Dans l’église Saint-Augustin, à Paris, au matin du 30 octobre 1886. Après être plusieurs fois passé dans l’église, en demandant tête haute : « Seigneur si tu existes, fais que je te connaisse », il s’adresse au vicaire, l’abbé Huvelin. Au jeune incrédule qui vient demander insolemment des preuves tangibles de l’existence de Dieu, le prêtre ne donne pas de cours de religion. Car Dieu n’est pas une idée à maîtriser mais une personne à rencontrer. Il l’invite à se confesser et à communier. L’Eucharistie agit directement sur le cœur de Charles, qui comprend de quel immense amour il est aimé. Joie de l’enfant prodigue ! Joie du Berger qui retrouve sa brebis depuis trop longtemps égarée ! « Tu ne me chercherais pas si tu ne m’avais déjà trouvé. » Cette phrase de Pascal prend tout son sens pour celui qui deviendra Frère Charles de Jésus. Car sa connaissance de Dieu est bien antérieure à sa conversion... L’enfance de Charles de Foucauld a été bercée par l’affection de sa mère, fervente catholique. Elle apprît à ses enfants, Charles et Marie (de trois ans sa cadette), à préparer la crèche quand arrive l’Avent, à prier chaque jour, à fleurir la statue de la Vierge Marie pour le mois de mai qui lui est consacré. De formation chrétienne, Charles de Foucauld n’ignore donc rien de l’existence de Dieu. Et paradoxalement, tout lui en est encore inconnu.
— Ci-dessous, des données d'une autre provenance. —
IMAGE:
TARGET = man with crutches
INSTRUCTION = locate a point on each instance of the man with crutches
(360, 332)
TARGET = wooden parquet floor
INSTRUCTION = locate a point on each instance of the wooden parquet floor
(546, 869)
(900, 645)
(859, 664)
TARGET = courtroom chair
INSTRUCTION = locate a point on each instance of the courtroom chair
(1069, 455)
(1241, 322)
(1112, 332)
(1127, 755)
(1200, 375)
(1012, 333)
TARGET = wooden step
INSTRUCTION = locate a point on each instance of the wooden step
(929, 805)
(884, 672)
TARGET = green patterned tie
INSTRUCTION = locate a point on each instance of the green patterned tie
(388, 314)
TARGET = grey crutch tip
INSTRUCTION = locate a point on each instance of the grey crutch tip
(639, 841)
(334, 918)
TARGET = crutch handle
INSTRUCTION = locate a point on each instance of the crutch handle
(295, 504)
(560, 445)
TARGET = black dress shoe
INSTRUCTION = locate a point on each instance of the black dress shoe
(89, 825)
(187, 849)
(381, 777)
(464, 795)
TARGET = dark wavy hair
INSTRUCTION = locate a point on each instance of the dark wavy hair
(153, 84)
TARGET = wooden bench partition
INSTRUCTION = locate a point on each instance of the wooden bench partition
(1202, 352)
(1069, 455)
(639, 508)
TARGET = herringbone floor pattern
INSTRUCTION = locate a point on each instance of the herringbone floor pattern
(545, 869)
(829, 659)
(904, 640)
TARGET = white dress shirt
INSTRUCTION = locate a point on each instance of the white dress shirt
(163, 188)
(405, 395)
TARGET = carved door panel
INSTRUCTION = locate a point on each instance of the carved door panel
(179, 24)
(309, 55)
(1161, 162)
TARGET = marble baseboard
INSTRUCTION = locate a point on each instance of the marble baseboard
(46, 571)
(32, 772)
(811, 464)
En 1872, il fait sa première communion, fervent comme le sont les enfants, sans se laisser émouvoir par le sacrement reçu. Dès 1874, il cesse toute pratique religieuse. Révolté sans doute par le décès prématuré de ses parents, Charles considèrera, à 15 ans, n’avoir jamais eu la foi. Commence alors une vie de débauche, rendue possible par les grands moyens hérités de ses parents puis de son grand-père, M. de Morlet.
« Par quel miracle la miséricorde infinie de Dieu m’a-t-elle ramené de si loin ? » se demande-t-il en 1901 dans une lettre adressée à son ami, Henry de Castries. De retour à Paris (après avoir démissionné de l’armée et effectué un long voyage à travers le désert, (voir notre article « au pays de la soif... »), sa sœur et sa cousine, toutes deux prénommées Marie, l’accueillent sans faire allusion à son passé tumultueux. Il écrit à ce propos : « Quand j’étais à Paris je me suis trouvé avec des personnes très intelligentes, très vertueuses et très chrétiennes ; je me suis dit que peut-être cette religion n’était pas absurde. » Grâce à cet accueil sans jugement, l’incroyance fait place au doute et Charles suit les conseils de sa cousine en se rendant à Saint-Augustin, à la rencontre de l’abbé Huvelin, à la rencontre de la Providence divine.
Puissions-nous, nous aussi, croyants ou non-croyants, demander humblement « Seigneur, fais que je Te connaisse » et recevoir le Christ vivant dans son Eucharistie, pour convertir nos cœurs à un plus grand amour, comme Charles de Foucauld a osé le faire, en étant certains grâce à son témoignage de recevoir... en abondance ! (...)
Prière de Charles de Foucauld
Mon Père, je m’abandonne à toi. Fais de moi ce qu’il te plaira. Quoi que tu fasses de moi, je te remercie. Je suis prêt à tout, j’accepte tout. Pourvu que ta volonté se fasse en moi, En toutes tes créatures, je ne désire rien d’autre, mon Dieu. Je remets mon âme entre tes mains ; je te la donne, mon Dieu, avec tout l’amour de mon cœur, Parce que je t’aime, et que ce m’est un besoin d’amour de me donner, de me remettre entre tes mains sans mesure, avec une infinie confiance, car tu es mon Père.